Sinha sees increasing home-care options for those needing long-term care as a key solution to reducing the burden of ALC patients on Canadian hospitals. 

Home care, he argues, can offer substantial savings to the government, as caring for people in their own homes is more cost effective.

"You don't have to be a mathematician or rocket scientist to say, 'Wait a minute, if we invest in more home and community care and other long-term care services that are often cheaper to organize and administer, we probably don't need to have as many people waiting in hospital,'" he said.

'Health-care workers will bend over backwards'

Kelly O'Halloran, director of community and population health services at Hamilton Health Sciences, acknowledges that while the Satellite Health Facility provides one solution, it points to larger capacity issues within the system.

Hamilton Health Sciences says that home is where patients should be — but their ability to discharge patients is limited right now.

"There's lots of work going on in the home-care setting so that people can go home.
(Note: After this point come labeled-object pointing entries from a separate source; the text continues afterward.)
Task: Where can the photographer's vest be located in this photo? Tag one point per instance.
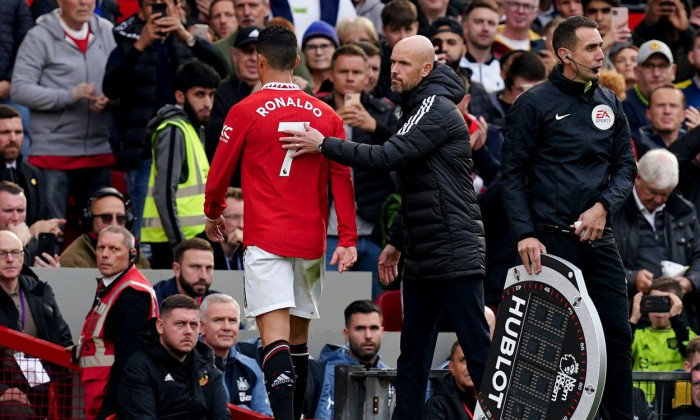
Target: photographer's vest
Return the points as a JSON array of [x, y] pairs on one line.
[[97, 354], [189, 196]]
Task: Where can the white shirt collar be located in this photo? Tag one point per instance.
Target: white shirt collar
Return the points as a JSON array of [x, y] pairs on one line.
[[280, 86]]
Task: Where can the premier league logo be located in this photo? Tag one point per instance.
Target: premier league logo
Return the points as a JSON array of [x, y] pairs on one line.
[[547, 359]]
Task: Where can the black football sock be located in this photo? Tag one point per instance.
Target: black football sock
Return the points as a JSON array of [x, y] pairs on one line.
[[300, 360], [279, 379]]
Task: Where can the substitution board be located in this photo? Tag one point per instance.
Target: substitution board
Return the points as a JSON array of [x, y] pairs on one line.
[[547, 359]]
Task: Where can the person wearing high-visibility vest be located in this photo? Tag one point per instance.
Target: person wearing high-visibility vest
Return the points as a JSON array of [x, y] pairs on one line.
[[124, 300], [175, 198]]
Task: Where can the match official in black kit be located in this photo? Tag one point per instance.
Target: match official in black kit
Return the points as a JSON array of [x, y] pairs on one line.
[[568, 158]]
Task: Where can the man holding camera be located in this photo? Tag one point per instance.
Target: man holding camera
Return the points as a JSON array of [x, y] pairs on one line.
[[656, 224]]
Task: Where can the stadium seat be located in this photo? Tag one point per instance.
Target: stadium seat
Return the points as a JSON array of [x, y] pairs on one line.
[[392, 311]]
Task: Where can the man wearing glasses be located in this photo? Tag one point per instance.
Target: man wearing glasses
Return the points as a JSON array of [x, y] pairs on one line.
[[655, 68], [26, 304], [319, 44], [107, 207], [515, 33]]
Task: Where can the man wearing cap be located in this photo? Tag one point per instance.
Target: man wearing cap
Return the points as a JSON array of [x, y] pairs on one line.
[[479, 23], [655, 68], [319, 44], [254, 13], [237, 86], [515, 33], [691, 87]]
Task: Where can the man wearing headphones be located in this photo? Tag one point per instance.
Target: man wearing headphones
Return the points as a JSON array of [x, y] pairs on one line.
[[107, 207], [567, 167]]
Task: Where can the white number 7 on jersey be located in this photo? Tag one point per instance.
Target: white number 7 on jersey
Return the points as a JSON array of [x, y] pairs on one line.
[[287, 162]]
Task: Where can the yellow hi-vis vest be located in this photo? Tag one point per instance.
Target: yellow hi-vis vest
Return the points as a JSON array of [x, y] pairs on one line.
[[190, 194]]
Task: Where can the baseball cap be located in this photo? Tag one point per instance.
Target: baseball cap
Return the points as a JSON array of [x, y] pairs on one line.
[[246, 36], [445, 24], [652, 47], [320, 29]]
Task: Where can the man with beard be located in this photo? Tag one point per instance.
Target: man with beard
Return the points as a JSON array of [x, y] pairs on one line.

People that want to go home should go home," said O'Halloran. "We're all struggling with staffing shortages, including the community." 

The Satellite Health Facility has funding from the Ontario government to operate until March 2024. But staff at the centre believe it will continue beyond that date.

"When push comes to shove, [health-care workers] come together … we put in the hours because we all got into health care for a reason, and it's to care for patients," said Weatherston. 

"This shows, across the board, health-care workers will bend over backwards [and] think creatively."